Lab tests showed high levels of a mineral that means a new well planned in Ukiah had to be shut down. The well at the corner of Brush Street and North Orchard Avenue showed unacceptably high levels of manganese. The levels too high for drinking water, so now work on a second well is on hold while staff figures out how much it’ll cost to treat the water so it can be made safe to drink. The options to be brought to the City Council.

The Mendocino County grand jury says management having unlimited access to employee emails has led to abuses plus it creates an unnecessary liability. The latest grand jury report released Friday on the subject of Policy 22, the Information Technology of the county which was adopted back in 2003. It says that the county will have unlimited access to info and data. The manager of IT has a so-called “Unlimited Mailbox” with “super-user” access. But the grand jury says that’s the only broad access. But that super user access is unrestricted. The grand jury says IT management had come up with a new Policy 22 in 2010 that was never taken into consideration by the Board of Supervisors. But the Grand Jury says that matters not as there were no real policies or procedures on managing employee email.

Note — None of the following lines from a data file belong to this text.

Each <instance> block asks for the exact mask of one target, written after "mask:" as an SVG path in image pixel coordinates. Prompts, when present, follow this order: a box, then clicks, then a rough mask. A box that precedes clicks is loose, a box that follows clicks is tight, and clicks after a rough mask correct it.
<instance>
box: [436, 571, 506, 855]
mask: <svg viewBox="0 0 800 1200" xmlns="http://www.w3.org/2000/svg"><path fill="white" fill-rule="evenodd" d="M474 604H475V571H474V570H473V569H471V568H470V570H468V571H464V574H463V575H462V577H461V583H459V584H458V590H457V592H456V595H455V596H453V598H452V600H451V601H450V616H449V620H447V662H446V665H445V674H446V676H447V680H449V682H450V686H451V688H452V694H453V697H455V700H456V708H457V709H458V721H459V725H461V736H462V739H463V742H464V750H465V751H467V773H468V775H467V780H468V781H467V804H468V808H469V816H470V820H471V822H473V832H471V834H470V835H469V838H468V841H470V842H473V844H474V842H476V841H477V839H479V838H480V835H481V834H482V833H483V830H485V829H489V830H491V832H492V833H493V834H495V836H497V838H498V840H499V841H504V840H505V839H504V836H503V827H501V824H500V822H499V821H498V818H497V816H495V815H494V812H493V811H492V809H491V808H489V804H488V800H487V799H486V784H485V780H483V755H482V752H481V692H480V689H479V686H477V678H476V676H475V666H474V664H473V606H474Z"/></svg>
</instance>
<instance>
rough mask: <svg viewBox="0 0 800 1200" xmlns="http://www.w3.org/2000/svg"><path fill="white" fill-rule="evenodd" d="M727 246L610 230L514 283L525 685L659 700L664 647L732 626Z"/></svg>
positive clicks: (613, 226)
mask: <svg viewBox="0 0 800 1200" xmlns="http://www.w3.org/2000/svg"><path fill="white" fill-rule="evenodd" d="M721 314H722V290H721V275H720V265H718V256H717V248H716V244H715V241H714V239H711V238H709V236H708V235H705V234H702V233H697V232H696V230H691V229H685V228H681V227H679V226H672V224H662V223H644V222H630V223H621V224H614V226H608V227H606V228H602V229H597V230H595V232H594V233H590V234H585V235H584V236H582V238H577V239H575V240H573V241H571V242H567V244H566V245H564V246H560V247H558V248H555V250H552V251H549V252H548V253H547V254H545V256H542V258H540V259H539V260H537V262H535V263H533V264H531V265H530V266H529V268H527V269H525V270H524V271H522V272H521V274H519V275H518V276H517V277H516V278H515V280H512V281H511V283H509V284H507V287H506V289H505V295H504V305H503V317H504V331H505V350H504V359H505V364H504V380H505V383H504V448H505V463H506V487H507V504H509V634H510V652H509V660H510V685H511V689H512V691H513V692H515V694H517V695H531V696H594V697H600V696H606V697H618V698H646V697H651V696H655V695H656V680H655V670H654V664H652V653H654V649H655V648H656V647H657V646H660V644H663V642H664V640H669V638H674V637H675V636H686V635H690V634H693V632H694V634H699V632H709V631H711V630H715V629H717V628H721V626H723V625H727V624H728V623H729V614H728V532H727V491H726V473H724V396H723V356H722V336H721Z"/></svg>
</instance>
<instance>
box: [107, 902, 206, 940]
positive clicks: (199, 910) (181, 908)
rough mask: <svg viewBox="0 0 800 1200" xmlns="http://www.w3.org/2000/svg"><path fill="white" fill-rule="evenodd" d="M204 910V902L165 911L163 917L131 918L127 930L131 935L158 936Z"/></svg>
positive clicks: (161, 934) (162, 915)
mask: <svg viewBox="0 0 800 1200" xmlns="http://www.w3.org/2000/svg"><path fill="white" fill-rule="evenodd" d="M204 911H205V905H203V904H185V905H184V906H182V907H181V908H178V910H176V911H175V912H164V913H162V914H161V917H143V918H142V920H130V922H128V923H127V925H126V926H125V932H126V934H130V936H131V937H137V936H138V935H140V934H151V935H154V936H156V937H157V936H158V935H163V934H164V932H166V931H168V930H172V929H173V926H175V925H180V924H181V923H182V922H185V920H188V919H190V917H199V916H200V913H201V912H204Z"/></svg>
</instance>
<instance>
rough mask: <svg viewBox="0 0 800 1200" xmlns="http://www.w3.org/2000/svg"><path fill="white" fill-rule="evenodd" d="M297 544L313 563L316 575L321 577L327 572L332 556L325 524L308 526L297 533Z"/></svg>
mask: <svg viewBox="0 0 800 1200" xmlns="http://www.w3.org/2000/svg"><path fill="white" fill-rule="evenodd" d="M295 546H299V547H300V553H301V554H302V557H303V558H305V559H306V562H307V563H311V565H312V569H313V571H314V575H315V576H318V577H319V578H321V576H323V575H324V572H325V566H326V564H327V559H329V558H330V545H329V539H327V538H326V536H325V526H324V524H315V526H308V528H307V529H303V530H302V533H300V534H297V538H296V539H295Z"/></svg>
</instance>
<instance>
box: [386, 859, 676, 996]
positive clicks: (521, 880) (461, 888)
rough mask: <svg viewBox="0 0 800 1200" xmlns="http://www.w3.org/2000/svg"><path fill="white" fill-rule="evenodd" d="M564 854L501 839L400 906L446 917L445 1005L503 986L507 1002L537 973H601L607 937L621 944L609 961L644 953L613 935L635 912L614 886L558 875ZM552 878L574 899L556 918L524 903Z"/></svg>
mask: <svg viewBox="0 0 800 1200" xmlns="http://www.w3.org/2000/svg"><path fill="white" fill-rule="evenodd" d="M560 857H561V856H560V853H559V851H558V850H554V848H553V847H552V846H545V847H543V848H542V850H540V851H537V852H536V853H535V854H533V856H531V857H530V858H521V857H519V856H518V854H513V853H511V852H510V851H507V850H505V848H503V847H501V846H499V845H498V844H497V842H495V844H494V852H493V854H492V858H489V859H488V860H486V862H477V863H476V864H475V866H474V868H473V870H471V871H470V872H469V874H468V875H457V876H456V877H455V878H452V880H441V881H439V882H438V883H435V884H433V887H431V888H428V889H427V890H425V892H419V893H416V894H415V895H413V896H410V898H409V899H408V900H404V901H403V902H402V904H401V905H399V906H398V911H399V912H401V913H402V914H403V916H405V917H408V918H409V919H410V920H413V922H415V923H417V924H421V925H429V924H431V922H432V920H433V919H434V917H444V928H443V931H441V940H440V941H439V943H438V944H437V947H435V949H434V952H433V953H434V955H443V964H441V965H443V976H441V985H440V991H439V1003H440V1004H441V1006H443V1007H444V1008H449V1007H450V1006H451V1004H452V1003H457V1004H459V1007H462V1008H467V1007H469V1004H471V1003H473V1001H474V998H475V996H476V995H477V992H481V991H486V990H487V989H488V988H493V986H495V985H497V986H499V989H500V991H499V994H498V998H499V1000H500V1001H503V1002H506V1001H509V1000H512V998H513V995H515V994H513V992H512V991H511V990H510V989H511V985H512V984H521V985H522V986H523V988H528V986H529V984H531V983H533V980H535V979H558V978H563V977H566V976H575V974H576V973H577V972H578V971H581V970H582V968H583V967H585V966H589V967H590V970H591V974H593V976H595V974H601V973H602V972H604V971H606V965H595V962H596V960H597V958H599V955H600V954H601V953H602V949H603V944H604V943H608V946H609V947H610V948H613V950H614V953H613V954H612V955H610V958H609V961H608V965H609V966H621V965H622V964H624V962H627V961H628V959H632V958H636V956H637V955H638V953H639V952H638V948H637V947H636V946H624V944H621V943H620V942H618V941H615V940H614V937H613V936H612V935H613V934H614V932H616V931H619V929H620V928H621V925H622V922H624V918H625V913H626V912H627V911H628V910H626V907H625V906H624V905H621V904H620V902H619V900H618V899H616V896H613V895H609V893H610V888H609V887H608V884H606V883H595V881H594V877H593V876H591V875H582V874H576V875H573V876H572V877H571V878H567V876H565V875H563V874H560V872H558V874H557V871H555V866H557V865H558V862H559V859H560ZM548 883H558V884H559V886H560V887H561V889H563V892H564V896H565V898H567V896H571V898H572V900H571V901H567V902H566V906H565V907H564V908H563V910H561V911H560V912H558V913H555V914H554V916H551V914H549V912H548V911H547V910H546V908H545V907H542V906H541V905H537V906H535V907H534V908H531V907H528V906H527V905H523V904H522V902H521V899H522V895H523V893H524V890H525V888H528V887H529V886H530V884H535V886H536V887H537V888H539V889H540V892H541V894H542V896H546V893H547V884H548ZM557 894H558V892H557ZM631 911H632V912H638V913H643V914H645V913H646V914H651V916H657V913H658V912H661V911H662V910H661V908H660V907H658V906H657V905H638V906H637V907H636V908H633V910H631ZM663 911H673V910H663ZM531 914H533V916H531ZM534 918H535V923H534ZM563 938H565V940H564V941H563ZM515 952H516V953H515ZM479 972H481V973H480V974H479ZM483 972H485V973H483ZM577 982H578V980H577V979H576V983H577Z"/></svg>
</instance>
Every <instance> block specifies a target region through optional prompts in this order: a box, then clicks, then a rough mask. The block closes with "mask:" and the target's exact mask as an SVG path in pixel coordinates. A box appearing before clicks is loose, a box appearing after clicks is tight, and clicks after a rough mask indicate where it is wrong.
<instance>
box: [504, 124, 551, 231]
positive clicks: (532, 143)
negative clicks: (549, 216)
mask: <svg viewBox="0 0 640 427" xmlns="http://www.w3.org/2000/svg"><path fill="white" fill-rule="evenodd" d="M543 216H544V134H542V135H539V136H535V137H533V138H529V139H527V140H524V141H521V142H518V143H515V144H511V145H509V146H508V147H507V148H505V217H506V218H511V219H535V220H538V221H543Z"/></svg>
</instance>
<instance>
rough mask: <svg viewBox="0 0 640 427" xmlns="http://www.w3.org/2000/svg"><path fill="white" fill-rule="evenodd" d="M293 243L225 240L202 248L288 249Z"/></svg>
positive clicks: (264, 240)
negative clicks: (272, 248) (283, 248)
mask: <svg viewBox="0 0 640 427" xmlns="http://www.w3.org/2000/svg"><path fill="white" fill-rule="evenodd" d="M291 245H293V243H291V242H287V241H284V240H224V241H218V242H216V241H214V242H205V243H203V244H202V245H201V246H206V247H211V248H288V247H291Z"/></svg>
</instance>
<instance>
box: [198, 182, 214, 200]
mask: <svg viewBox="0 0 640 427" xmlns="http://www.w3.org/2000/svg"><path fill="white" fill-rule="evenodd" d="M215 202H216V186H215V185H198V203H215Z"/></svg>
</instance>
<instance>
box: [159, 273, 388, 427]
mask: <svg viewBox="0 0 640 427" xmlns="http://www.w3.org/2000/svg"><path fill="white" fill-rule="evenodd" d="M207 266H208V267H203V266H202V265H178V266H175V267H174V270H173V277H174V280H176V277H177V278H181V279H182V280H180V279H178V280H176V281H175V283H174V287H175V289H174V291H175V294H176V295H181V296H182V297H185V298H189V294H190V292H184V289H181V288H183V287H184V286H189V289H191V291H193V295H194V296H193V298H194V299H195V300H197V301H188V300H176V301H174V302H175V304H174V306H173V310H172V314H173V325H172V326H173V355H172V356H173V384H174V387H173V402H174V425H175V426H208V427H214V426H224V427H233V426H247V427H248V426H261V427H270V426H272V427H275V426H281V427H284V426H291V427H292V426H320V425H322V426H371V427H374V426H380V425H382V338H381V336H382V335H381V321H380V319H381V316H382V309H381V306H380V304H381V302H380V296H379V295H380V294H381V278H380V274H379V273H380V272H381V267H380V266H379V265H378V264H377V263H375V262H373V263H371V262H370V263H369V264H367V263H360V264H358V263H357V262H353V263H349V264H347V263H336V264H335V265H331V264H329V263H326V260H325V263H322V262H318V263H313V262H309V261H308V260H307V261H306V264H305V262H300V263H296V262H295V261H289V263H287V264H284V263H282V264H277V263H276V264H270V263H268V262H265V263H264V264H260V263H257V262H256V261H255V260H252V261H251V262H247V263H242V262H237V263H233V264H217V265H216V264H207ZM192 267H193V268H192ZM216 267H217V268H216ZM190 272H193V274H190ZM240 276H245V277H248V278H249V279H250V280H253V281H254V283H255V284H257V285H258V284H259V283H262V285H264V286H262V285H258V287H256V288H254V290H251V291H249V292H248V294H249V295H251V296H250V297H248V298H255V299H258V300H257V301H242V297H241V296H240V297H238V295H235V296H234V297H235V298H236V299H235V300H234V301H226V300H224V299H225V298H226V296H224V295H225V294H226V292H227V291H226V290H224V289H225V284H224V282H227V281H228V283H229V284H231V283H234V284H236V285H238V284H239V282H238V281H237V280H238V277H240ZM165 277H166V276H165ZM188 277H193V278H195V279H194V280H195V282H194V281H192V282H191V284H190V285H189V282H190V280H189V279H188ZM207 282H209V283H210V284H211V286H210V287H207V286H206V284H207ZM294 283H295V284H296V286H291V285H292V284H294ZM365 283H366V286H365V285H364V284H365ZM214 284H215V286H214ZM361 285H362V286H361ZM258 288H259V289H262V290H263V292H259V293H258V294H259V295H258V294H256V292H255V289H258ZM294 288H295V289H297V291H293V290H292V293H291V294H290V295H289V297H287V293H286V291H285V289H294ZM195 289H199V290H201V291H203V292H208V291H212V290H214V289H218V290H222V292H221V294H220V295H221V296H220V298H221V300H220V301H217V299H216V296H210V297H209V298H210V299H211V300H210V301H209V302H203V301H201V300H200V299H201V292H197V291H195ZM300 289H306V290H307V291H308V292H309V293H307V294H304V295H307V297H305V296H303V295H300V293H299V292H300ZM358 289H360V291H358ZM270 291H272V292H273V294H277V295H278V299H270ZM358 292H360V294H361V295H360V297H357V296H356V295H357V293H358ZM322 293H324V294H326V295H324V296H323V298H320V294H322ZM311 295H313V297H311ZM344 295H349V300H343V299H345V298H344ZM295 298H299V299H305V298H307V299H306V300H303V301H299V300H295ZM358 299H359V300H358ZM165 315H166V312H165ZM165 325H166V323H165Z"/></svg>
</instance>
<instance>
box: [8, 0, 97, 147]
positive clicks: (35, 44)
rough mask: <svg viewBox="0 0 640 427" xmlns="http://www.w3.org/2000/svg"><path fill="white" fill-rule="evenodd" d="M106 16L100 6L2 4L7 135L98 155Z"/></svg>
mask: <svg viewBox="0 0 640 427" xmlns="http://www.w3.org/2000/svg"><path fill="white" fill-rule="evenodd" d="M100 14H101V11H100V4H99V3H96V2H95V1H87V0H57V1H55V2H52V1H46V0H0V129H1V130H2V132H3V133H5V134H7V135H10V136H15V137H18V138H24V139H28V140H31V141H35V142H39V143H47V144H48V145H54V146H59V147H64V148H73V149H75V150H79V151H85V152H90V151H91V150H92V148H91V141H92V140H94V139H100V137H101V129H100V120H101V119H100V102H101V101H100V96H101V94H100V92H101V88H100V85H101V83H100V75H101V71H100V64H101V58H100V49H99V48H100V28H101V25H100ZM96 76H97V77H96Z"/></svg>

The third police chief in nine days has left Oakland. This after allegations several officers had sex with a teenage prostitute and exchanged racist text messages. The Mayor Libby Schaaf says the latest acting Police Chief Paul Figueroa lasted only two days before leaving. But she says it had nothing to do with the scandals, but says the department has a toxic, macho culture that she will root out. The department’s being investigated for the sex scandal and a separate investigation into racists texts. One officer has already been placed on leave. An interim police chief was removed last week after the mayor said she lost confidence in his ability to lead the department. She appointed him after the chief resigned earlier this month. She says she won’t appoint another chief just yet.

Legislators have approved a new budget with counties getting $270 million more to build jails. Some say the money should instead be used on rehabbing prisoners. $2.2 billion in all has gone to build jails since 2007. The Gov. Jerry Brown’s proposal for a quarter-billion dollars more this year was turned down by Assembly and Senate budget committees and the Legislative Analyst’s Office. The state budget got the thumbs up from both chambers with the Gov. expected to sign it into law.

California voters get to decide if they want to do away with the country’s biggest death row population. The secretary of state’s office says a repeal measure has qualified for the November ballot. It was announced Friday as a competing initiative would speed up executions. That idea expected to be certified for the ballot soon. The repeal means those with death sentences would instead get life sentences with no chance of parole.

An actual roll of the dice in Oregon decided which candidate in a tied race won a seat in the state Legislature. A Republican rolled a six, beating the Democratic challenger, who rolled three. So Dan Mason makes the Republicans a majority. The die roll because the two won exactly 41 write-in votes each from Independents because they had no candidates to choose from during the May 17th primary election.